Flash Airlines Flight 604 was a charter flight provided by Egyptian private charter company Flash Airlines. On 3 January 2004, the Boeing 737-300 that was operating the route crashed into the Red Sea shortly after takeoff from Sharm El Sheikh International Airport, killing all 135 passengers, most of whom were French tourists, and all thirteen crew members.[1] The findings of the crash investigation were controversial, with accident investigators from the different countries involved unable to agree on the cause of the accident.

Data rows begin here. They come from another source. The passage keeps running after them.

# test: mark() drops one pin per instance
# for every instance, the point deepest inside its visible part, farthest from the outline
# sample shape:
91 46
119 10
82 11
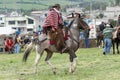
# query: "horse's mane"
82 23
71 23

Flight 604 was the deadliest air disaster in Egypt until it was surpassed almost twelve years later by the bombing of Metrojet Flight 9268.[2][3] It remains the deadliest accident involving a 737 Classic aircraft.[4]

History of the flight[edit]

Aircraft and crew[edit]

The aircraft involved in the accident in 1992, while still in service with TACA

The accident airplane was a Boeing 737-3Q8 powered by two CFM56-3 engines. It was built and delivered to TACA International Airlines as N373TA in October 1992, and had been operated by Flash Airlines since June 2001. At the time of the accident it had accumulated 25,603 flight hours and 17,976 cycles of takeoffs and landings.[5]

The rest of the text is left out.